Analysis of paired ordered categorical data in a factorial design.

In clinical trials and behavioral sciences, there exist situations where paired responses are obtained from each subject on an ordinal scale. Existing methods for analyzing such data in a factorial design are reviewed and new methods are developed with a special emphasis on pre- and post-treatment responses. The distribution of a square table is decomposed into successively independent pairs of discordant vectors, and assuming a logistic model, a statistics is computed to measure the shift in the marginal distributions. The approach is similar to McCullagh's approach (1). Two other criteria are proposed, one based on a Lehmann alternative used for comparing two distribution functions and the other based on a proportional odds model. These criteria are applied to the marginal distributions of a square table. For each case, a statistic measuring lack of marginal homogeneity and its variance are computed for each independent square table of a factorial design. Given such statistics, one can estimate a set of linear contrasts and compute its dispersion matrix for making inference. A numerical example is given.

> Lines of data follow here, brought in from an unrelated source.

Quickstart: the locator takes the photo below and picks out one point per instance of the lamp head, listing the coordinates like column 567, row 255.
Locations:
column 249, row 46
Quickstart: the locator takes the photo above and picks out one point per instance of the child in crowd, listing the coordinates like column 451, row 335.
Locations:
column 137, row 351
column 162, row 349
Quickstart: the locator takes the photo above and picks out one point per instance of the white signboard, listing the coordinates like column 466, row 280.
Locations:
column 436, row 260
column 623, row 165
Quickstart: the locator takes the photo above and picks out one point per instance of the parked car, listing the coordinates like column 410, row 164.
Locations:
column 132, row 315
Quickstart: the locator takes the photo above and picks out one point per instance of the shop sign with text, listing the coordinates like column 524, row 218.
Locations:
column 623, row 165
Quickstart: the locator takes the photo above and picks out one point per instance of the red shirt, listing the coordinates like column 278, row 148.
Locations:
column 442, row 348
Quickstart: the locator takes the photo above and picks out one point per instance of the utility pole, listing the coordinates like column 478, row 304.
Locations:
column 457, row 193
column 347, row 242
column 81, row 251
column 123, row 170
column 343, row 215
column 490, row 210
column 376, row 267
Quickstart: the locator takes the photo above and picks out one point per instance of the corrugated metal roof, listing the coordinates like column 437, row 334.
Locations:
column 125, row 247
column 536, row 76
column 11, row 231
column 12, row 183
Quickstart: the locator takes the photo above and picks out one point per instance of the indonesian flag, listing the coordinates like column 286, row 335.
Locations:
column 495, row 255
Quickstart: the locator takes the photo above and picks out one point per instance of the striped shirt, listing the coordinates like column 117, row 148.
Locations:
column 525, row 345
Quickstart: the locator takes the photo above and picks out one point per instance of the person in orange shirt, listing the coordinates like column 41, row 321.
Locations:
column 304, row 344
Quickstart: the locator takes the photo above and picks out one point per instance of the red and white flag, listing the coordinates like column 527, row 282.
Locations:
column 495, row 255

Multistage test procedure for testing Blackwelder's hypothesis of equivalence.

Suppose, in a clinical trial, the interest is to show that the effectiveness of an experimental therapy is no worse than that of the standard therapy by more than a specified amount, say delta units. Blackwelder (1) discussed this problem in clinical trials where the outcome of interest is dichotomous. The group sequential procedures developed by DeMets and Ware (2) are valid to test Blackwelder's hypothesis for the case delta = 0. In this paper, the asymmetric procedure of DeMets and Ware is modified to handle the case delta > 0. A two-stage procedure is considered in a drug interaction study that focuses on a specific side effect as the event of interest.

Sample size for a dose-response study.

This paper deals with a method of sample size allocation for a dose-response study assuming a logistic model for the dose-response curve. The method is based on the precision with which one wishes to estimate the dose that would produce the efficacy resulting in a clinically important difference from a placebo. An example is given to illustrate the methodology. The main development of the paper is for a binary response and is suitably modified for a continuous variable.

Comparison of treatments in a combination therapy trial.

Although the min test proposed by Laska and Meisner (1) for testing superiority of a combination to each of its components is the uniformly most powerful monotone test, it is conservative in the neighborhood of origin. Considering a restricted null hypothesis, we analyze a general linear model. The p value associated with the proposed test and a confidence interval for the shortest distance between the combination therapy and component therapies are computed. Analysis of a design with two or more combinations is proposed. A numerical example is given and a problem of optimal allocation of the sample sizes and other relevant design issues are discussed.

A Markovian model for comparing incidences of side effects.

For clinical trials that entail observations at successive visits for the occurrence of a side effect, this paper considers a likelihood-based method to compare side effect incidence rates. The method, which employs the assumption of a Markov chain of order one for the vectors of binary responses, handles missing data due to premature withdrawals. An actual numerical example and a simulated example illustrate the technique.

Analysis of two-period crossover design in a multicenter clinical trial.

A technique is discussed for analyzing a two-period crossover design for a multicenter trial using identical study protocols. The technique is a modification of the analysis originally proposed by Grizzle (1965, Biometrics 21, 467-480; 1974, Biometrics 30, 727) for analyzing a two-period crossover design when study is not a factor. A mixed model using the first baseline as a covariate is analyzed to increase the power of the test of significance of the treatment-by-period interaction. The baseline values are also used in a preliminary test.